Do you ever wonder how you ended up where you did? I have a med box that I fill up every weekend so that I remember to take my meds. A little over a year ago there were two meds plus my vitamins in my med box. Last week I had 15 pills plus my vitamins. How did I get to this point?
Before I broke my foot (and minus my broken foot) I had three doctors' appointments a year. Obviously, if I was sick, I would go in but on a regular basis I saw my neurologist twice a year and my pcp once a year. Just this week I have three appointments and another two next week.... how did I get to this point?
Two years ago, I was helping coach t-ball and coach pitch. This year I can barely walk from my car to the doctors' appointments without having to rest. I wonder how I got to this point.
How did I not recognize my symptoms as something that needed to be looked at. Could I have caught my cancer at an earlier stage if I had taken my symptoms seriously? Could I have had surgery to remove that part of my lung to stop the cancer if I had caught it earlier?

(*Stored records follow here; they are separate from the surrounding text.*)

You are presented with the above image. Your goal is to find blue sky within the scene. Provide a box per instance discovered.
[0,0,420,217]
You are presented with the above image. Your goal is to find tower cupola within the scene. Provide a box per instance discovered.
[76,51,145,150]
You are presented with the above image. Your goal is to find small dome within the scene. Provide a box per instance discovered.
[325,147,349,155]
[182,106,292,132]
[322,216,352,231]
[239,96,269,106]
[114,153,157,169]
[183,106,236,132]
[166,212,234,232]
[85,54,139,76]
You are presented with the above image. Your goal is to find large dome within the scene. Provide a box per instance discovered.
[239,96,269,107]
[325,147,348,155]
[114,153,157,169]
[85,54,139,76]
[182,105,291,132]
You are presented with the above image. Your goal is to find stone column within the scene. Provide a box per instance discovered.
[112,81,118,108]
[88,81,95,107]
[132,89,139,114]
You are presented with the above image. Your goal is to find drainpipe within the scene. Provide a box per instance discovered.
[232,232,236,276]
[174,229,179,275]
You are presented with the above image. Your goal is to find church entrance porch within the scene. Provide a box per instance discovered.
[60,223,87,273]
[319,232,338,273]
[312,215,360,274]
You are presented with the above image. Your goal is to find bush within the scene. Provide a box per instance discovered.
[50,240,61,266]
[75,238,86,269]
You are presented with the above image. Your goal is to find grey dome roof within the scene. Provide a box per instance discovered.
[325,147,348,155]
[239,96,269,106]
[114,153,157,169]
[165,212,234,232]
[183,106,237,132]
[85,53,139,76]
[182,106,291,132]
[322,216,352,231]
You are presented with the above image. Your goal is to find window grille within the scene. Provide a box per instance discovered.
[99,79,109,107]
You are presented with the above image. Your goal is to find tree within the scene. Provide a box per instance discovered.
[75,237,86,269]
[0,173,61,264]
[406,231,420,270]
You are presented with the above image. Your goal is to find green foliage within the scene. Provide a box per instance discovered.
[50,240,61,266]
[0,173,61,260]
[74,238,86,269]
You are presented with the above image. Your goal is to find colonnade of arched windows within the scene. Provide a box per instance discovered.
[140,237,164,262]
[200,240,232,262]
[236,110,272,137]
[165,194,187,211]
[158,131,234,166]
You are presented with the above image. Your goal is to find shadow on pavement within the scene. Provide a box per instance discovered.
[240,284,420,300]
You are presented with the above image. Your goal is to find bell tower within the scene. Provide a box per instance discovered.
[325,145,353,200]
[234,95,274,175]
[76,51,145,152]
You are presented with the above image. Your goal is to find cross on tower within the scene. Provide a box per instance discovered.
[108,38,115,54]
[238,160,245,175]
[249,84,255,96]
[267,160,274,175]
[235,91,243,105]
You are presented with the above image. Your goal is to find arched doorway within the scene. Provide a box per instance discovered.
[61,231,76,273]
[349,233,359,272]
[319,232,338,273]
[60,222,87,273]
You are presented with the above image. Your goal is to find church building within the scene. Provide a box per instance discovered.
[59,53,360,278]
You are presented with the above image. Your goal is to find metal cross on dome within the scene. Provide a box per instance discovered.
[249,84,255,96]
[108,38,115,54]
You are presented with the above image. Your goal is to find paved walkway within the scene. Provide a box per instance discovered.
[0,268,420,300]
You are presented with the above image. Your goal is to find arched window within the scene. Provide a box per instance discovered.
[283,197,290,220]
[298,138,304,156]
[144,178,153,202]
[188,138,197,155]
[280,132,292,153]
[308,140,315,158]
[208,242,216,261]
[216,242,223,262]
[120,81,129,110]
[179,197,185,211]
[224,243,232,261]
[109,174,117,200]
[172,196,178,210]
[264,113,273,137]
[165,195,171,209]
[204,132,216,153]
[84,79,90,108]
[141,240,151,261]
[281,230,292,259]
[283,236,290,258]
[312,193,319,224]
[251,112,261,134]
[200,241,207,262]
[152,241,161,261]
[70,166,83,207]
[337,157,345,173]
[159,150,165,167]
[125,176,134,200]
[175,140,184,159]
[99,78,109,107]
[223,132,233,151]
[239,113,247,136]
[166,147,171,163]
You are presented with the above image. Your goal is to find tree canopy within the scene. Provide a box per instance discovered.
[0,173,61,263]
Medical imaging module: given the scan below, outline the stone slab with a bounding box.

I wonder if I will ever stop counting my life in months. Currently I am at three month intervals for scans. Every three months I go in for a MRI and a PET Scan. Every three months I hope that I hear (or read) the words stable. Every three months I am that much closer to seeing my kids make the next milestone that I so badly want to be a part of. I wonder if I will stop being ultra focused on three month intervals.
I wonder if the ache or pain I have is the cancer spreading. A year ago it never even crossed my mind that I might have cancer. I went in for a routine MRI of my brain not expecting anything to be found. I went in for the follow up CT Scan and expected that it was breast or ovarian cancer.
I wonder if I will ever get used to filling out the health forms at doctors and circling that I have cancer. Or explaining that no I’m not doing chemo or radiation but yes I am in treatment.
I wonder if I will ever get used to seeing someone I haven’t seen in months and having them tell me that I look good without wondering what I should look like. Because although you can’t see my lung cancer from the outside the effects it is taking on my body don’t make me feel good.
I wonder if I ever won’t get mad when I see someone smoking and question why it was me that got lung cancer and not them. I am trying not too judge people and their life choices-I don’t want people to judge me when I tell them about my diagnosis.